在應變速率分別為0.4、0.07、0.01、0.001、0.0001和0.00003 s^-1，對固溶態AM80鎂合金室溫不同應變速率下的壓縮變形行為及組織演變進行研究。結果表明：實驗用AM80鎂合金的壓縮流變應力在低應變時對應變速率不敏感，而在高應變時則表現出負的應變速率敏感性。極限強度隨應變速率的增加逐漸降低，而屈服強度對應變速率不敏感。在變形的第二階段，由于孿晶的持續產生，增加了AM80鎂合金的應變硬化能力，使得應變硬化率在此階段出現平臺。高應變速率(0.4 s^-1)下壓縮時的孿晶密度明顯高于低應變速率(0.00003 s^-1)下壓縮時的孿晶密度，孿生的這種正應變速率敏感性導致應變硬化率在第二階段隨應變速率的增加逐漸由緩慢下降轉變為上升。壓縮裂紋在應力最為集中的壓縮表面邊緣形核，然后沿最大剪切應力方向擴展。孿晶和微裂紋是影響裂紋擴展的兩個重要因素，兩者共同作用導致裂紋出現一定偏折。

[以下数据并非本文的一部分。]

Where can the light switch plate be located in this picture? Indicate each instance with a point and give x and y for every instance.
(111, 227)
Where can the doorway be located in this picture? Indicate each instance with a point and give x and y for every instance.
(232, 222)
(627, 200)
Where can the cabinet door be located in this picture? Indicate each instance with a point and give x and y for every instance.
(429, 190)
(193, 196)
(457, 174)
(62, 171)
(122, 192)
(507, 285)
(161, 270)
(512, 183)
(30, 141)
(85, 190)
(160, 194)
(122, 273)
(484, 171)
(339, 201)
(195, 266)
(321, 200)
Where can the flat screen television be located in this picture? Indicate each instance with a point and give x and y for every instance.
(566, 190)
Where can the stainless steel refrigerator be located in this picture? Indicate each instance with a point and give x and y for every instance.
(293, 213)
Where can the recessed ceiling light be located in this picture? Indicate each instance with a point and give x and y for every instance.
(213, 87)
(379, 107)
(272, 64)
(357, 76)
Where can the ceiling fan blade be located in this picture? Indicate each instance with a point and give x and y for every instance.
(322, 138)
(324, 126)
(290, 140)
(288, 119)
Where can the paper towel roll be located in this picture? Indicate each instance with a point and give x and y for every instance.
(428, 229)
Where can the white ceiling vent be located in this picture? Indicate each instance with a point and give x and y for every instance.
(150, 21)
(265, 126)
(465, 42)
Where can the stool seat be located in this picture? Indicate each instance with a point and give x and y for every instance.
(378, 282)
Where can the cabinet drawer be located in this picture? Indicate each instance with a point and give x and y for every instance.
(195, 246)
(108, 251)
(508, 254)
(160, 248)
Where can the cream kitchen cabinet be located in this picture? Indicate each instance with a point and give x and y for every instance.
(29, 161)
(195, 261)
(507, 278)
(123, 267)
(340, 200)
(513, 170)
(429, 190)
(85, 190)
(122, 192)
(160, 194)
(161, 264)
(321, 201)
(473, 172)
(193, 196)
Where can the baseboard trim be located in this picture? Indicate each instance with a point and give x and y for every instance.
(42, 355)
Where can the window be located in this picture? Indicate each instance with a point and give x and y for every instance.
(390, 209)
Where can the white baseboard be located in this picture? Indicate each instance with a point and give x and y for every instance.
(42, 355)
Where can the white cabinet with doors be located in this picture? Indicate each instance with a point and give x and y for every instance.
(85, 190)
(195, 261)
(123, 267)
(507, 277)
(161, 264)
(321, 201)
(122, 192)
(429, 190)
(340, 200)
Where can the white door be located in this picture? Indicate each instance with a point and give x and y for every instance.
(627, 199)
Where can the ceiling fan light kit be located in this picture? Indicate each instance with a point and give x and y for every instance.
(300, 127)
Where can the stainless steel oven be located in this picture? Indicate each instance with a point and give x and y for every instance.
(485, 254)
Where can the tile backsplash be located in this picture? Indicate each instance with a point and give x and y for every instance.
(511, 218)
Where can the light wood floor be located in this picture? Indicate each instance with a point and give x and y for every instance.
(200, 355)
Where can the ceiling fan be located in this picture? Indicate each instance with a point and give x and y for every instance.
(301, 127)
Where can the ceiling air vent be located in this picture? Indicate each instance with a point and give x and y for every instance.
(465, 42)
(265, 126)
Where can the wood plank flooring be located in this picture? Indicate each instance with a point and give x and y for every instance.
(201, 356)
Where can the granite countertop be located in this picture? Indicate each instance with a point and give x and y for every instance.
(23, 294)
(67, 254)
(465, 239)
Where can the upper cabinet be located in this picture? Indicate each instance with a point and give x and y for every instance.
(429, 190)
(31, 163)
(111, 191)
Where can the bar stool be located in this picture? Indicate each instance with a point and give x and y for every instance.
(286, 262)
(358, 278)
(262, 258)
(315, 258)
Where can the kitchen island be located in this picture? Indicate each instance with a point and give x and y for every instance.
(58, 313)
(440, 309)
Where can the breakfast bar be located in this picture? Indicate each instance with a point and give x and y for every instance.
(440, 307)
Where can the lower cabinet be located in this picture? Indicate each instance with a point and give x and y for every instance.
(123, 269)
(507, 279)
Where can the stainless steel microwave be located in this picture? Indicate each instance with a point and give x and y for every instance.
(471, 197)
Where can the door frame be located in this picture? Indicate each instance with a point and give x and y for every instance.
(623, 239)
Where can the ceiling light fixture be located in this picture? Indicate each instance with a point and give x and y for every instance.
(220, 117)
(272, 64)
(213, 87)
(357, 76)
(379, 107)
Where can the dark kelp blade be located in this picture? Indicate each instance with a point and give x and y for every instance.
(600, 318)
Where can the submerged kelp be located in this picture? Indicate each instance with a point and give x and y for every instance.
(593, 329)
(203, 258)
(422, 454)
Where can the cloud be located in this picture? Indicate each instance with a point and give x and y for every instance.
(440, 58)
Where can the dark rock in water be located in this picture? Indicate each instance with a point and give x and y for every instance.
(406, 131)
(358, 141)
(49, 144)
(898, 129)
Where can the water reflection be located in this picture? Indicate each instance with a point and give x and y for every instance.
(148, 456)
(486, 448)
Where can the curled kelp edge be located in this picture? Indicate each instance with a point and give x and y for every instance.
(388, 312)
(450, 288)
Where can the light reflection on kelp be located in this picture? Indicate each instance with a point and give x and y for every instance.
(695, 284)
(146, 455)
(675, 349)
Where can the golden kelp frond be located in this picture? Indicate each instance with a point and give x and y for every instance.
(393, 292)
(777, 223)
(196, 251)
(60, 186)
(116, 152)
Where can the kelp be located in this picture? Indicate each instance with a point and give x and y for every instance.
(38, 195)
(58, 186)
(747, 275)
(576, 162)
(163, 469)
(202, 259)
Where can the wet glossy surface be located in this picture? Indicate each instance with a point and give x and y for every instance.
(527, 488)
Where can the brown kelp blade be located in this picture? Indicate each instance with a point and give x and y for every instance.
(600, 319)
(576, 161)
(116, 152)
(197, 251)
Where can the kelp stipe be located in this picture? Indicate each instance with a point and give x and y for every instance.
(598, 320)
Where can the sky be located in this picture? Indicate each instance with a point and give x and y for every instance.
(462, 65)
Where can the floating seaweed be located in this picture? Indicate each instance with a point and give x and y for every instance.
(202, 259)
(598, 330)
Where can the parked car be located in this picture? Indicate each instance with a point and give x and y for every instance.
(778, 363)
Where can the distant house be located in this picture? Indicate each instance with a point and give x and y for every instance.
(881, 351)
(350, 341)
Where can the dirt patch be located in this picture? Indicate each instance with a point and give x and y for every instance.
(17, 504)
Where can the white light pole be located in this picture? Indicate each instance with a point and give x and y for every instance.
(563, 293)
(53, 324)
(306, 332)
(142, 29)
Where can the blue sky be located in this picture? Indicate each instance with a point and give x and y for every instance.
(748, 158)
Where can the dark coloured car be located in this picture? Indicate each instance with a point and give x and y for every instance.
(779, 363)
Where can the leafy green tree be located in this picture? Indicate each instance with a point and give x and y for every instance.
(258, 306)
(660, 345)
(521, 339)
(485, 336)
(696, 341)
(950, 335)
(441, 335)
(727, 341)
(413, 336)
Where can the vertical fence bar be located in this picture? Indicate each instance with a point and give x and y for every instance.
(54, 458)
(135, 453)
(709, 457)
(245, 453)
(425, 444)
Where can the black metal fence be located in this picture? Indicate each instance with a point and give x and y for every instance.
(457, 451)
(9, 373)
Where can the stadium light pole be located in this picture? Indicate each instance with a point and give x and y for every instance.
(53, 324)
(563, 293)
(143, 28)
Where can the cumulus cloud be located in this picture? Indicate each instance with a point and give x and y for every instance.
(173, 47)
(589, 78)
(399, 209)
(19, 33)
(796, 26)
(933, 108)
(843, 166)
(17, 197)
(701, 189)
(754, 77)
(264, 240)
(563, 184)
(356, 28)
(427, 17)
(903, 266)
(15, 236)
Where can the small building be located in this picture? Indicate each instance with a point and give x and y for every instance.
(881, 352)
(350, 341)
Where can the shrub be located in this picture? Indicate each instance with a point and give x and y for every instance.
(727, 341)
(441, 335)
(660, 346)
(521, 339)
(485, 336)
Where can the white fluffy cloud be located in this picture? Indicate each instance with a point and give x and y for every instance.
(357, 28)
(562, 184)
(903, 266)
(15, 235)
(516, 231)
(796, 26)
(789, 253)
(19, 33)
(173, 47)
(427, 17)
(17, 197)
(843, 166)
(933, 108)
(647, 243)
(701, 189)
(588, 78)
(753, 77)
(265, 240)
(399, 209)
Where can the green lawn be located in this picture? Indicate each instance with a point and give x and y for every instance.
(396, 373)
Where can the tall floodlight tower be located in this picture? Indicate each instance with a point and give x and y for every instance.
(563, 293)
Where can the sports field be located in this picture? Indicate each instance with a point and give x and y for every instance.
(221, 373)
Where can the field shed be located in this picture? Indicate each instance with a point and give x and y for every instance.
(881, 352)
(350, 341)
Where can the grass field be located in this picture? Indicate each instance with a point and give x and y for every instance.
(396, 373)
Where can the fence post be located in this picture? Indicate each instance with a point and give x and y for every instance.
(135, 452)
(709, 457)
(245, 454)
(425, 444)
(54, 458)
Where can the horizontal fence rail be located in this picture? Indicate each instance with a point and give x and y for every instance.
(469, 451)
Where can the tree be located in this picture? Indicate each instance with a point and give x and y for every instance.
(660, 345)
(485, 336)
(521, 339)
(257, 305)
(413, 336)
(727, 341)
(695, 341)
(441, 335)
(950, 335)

The compression deformation behavior and the corresponding evolved microstructure on solution treated AM80 magnesium alloy at different strain rates of 0.4, 0.07, 0.01, 0.001, 0.0001 and 0.00003 s^-1 were investigated at room temperature. The results show that the flow stress is scarcely sensitive to strain rates at low strain level, while it exhibits obvious negative strain rate sensitivity at high strain level. With increasing strain rates, the ultimate strength decreases, while the yield strength is insensitive. The strain hardening capacity increases at stage 2 due to the continuous formation of twins, which results in a plateau on the strain hardening rate curves. Compared with low strain rate (0.00003 s^-1), a significant higher density of twins at high strain rate (0.4 s^-1) shows evident positive strain rate sensitivity for twin, leading the strain hardening rate change from slow decline to increment at stage 2. The cracks nucleate at the compressed surface edge with high stress concentration, and then, propagate along the direction of maximum shear stress. Furthermore, twins and microcracks have strong effect on the propagation of cracks, the interaction of which make the crack appear certain tortuous.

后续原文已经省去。